The country has started allowing divers to explore a sunken cargo ship off the island of Alonissos, including recreational divers. On land, non-divers will be able to explore the ship that sank sometime around the 5th century B.C., and wasn’t discovered until the early-1990s, using virtual reality. It’s a whole new way to explore history that has been otherwise off-limits to most people.

“It is very impressive. Even I, who have been working for years in underwater archaeology, the first time I dived on this wreck I was truly impressed,” Dimitris Kourkoumelis, the lead archaeologist on the project preparing the site for visitors, told the AP.

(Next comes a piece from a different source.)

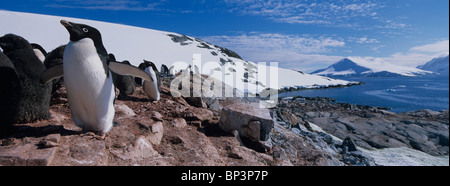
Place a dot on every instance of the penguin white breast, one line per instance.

While the ship is still being researched — experts still haven’t been able to pinpoint why it sank and nobody can figure out what was held in the 4,000 amphoras the ship was transporting — the site will allow curious divers who might not hold PhDs to explore what ancient ships look like. To see it, divers will need to go 22-28 meters (72-92 feet) below the sea, and the first run of recreational and professional divers already visited the site last weekend.

Kostas Menemenoglou, a 39-year-old from Greece who was one of the first recreational divers to see the ship, told the AP the experience was, “really like diving into history.”

For those thinking of visiting, Alonissos is considered by some to be one of the most overlooked destinations in Greece. With beautiful beaches, great hiking routes and ferries that take two hours to get back to the mainland, the sunken ship might change its overlooked status.